Scraper network partition
If two Scrapers are scraping the same target, Remote Write will reject the duplicate samples. Otherwise, no noticeable effect occurs.
Unhealthy Discoverer
Targets sent by the unhealthy Discoverer will continue to be active. Once the unhealthy Discoverer is removed from the gossip memberlist, a new Discoverer will pick up its SD jobs and re-deliver targets to the appropriate Scrapers.
Unhealthy Scraper
Targets owned by the Scraper will be unscraped for a brief period of time. The Scraper will be removed from the gossip memberlist, and force Discoverers to re-flush targets. The targets will then be assigned to a new Scraper and the system state will recover.
Cluster networking failure
Nodes must be required to communicate with one another. If this is not possible, the gossip memberlist will remove unreachable nodes and cause one or more network partitions.
Trade-offs
No runtime instance management
This approach removes runtime instance management by using the loaded configuration file as the source of truth. Subsystems that previously dynamically launched instances can work around this by mutating the runtime config when the config is first loaded.
Complexity
Using the network for distribution adds some level of complexity and fragility to the system. There may be unidentified edge cases or flaws in the designed proposed here.
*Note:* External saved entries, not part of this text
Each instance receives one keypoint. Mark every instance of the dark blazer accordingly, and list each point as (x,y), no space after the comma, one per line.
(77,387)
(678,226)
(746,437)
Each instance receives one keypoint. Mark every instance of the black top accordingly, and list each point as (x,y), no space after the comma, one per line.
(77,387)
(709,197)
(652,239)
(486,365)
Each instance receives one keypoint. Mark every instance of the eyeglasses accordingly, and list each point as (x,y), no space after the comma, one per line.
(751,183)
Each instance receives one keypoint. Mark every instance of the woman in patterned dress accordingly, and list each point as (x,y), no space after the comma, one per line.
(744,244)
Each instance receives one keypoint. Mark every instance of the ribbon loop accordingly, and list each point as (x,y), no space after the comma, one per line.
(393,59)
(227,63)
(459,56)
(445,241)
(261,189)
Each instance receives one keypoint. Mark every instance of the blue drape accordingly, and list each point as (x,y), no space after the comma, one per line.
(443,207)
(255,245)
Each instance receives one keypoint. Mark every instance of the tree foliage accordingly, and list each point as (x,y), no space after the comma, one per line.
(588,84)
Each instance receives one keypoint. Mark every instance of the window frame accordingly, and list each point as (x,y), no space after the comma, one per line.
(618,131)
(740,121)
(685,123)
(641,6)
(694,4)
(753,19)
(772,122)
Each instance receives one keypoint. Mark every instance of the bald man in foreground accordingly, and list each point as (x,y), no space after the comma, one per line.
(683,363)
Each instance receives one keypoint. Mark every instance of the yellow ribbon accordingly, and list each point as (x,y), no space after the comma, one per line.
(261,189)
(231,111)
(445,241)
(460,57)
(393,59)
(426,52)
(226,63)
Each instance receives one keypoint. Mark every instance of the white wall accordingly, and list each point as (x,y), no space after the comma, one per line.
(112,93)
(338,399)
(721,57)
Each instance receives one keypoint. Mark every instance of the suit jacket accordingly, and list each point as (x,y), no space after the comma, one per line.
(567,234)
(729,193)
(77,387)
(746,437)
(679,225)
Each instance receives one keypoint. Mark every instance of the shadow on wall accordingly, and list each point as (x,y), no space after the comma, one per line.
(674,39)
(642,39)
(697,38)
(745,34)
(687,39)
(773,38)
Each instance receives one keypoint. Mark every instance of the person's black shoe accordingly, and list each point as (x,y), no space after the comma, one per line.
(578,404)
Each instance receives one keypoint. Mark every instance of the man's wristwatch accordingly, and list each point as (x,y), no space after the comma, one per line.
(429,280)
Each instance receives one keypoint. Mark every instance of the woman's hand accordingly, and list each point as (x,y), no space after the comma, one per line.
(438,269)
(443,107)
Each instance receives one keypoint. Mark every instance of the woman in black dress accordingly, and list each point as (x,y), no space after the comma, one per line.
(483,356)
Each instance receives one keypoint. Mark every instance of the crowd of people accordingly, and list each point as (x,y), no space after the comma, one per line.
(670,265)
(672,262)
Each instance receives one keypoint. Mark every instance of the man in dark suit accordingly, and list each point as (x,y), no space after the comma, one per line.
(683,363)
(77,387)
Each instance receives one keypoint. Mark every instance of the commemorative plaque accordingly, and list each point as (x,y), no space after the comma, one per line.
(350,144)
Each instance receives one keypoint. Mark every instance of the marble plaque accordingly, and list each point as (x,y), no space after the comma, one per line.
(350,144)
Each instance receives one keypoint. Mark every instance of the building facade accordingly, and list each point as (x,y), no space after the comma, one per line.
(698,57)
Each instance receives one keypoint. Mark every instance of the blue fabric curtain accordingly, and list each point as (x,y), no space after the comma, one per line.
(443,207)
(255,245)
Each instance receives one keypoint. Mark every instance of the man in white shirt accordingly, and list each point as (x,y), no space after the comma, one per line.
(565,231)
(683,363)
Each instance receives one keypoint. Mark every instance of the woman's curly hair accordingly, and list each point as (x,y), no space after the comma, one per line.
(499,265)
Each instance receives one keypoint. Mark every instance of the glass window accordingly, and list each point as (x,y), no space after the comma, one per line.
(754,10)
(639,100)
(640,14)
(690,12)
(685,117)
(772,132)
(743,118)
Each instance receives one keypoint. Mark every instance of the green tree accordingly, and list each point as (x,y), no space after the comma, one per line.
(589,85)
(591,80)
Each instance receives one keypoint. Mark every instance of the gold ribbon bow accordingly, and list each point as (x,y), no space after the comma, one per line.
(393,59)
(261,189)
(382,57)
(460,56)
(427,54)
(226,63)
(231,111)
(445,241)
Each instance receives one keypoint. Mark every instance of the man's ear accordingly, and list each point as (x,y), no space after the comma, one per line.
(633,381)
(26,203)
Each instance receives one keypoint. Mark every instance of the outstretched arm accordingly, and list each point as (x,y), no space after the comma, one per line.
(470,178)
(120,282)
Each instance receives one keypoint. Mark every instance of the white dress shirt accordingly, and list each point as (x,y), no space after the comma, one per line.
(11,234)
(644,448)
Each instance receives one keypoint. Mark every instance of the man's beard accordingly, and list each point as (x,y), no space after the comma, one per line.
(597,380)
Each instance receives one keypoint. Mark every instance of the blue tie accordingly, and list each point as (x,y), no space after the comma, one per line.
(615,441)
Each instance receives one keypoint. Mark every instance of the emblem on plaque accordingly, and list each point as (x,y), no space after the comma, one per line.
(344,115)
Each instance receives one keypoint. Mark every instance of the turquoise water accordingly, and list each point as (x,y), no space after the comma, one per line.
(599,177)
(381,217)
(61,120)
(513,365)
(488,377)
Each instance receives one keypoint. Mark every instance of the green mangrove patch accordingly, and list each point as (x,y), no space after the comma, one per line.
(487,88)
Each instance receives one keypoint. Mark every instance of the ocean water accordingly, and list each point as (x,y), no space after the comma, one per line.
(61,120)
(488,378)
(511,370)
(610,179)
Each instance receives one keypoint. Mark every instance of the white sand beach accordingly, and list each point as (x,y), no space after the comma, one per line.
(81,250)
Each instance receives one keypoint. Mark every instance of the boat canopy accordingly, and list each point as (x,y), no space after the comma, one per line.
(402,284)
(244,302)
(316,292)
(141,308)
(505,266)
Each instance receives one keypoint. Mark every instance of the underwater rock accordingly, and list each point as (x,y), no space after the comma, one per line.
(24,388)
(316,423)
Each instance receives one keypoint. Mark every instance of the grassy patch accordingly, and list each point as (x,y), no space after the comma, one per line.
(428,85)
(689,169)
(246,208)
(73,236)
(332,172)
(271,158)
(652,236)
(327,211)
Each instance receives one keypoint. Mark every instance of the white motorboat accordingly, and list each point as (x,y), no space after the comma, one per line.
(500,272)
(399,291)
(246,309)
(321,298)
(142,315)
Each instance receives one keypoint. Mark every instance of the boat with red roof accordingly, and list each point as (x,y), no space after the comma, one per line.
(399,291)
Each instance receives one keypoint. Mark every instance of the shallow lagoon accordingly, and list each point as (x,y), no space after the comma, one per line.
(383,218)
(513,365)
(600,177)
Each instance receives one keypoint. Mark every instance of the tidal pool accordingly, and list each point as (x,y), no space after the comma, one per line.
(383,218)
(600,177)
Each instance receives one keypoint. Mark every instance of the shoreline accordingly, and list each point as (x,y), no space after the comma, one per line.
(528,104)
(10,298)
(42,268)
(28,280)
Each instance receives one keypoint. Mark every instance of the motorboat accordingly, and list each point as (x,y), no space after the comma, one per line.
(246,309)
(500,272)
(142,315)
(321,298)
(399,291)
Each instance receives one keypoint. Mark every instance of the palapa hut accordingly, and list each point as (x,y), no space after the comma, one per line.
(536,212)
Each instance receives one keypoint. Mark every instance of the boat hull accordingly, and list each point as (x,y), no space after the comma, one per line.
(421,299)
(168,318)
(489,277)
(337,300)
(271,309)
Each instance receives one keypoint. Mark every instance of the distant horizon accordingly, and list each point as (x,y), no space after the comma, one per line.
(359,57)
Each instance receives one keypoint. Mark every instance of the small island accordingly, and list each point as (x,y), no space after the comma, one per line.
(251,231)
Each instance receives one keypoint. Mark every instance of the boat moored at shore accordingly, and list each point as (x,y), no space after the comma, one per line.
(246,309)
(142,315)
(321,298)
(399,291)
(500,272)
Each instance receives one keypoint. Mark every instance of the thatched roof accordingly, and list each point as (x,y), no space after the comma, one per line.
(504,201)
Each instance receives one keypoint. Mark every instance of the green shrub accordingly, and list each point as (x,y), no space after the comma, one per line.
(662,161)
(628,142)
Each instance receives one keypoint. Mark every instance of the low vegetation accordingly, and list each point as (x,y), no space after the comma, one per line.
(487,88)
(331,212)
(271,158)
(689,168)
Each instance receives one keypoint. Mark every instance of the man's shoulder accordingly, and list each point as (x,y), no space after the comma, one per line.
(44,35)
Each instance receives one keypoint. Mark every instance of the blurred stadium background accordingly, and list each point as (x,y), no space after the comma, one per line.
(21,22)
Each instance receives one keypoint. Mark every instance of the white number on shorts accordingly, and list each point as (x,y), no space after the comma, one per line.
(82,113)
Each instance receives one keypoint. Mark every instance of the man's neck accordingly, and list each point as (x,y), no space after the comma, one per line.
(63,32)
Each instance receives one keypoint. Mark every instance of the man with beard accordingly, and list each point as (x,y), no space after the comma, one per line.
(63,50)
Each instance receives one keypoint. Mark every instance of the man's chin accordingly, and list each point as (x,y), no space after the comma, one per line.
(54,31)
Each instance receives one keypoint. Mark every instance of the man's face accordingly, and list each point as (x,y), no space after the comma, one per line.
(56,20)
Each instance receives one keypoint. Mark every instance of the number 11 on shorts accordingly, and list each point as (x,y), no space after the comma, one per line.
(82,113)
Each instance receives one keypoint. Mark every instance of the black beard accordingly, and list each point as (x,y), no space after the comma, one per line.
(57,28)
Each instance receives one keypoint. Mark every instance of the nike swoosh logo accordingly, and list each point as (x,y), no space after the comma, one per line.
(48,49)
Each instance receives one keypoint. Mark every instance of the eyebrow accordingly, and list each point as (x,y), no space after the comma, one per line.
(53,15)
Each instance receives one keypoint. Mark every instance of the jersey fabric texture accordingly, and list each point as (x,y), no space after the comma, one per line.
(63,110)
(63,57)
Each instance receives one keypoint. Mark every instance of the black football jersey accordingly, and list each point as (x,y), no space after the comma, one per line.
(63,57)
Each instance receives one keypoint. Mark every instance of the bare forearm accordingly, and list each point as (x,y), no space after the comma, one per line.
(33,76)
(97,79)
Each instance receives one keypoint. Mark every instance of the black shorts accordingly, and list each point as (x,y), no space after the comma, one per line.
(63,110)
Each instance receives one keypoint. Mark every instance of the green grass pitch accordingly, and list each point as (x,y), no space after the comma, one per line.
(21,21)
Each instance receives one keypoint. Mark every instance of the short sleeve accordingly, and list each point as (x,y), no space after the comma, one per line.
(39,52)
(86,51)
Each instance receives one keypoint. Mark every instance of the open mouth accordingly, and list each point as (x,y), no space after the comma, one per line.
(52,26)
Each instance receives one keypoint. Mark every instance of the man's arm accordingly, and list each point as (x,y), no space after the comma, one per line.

No Configuration Store API
This approach doesn't support an external configuration store API. Such an API should be delegated to an external process that flushes state to a file for the agent to read.
Configuration Desync
This approach requires all agents have the same configuration file. This can be worked around by using #1121 to help make sure all agents pull their configs from the same source. A new metric that hashes the runtime config can also enable alerting on config desync.